I walked through several stores, and I was a little frustrated. Many stores selling men's clothes had shirts, but they didn't have the one I loved. There were more stripes and patterns. The pure white I wanted was never available. Appears, is it going to die before it even started?

My depression is too obvious, he can easily see it, "I can't find it this time, next time, I will wear it for you to see." He patted my head and comforted me.

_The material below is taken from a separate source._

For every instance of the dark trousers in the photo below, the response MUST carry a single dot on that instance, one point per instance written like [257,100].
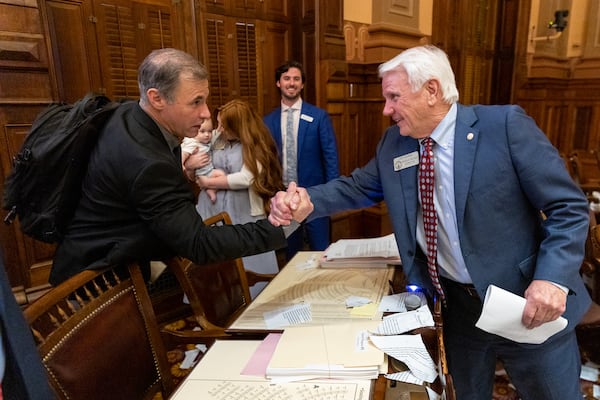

White shirt, mine... I am extremely depressed. If the fantasy had never come true, I wouldn't be so depressed. Now that people have it but they don't have props, how can we not disappoint people?

It was the campus novel I read during the loli period. At that time, the characters of the Iceberg Prince and the gentle male lead were popular. At that time, I couldn’t tell the good from the bad. I was at the age of fantasy, and there were few other novels around me except this kind of novel. type of existence.

The author has something to say:

Shame playing~ I realized that I didn’t name the protagonist after writing it…

It's not easy to put the name of the little angel who left a message, so I can only do it myself.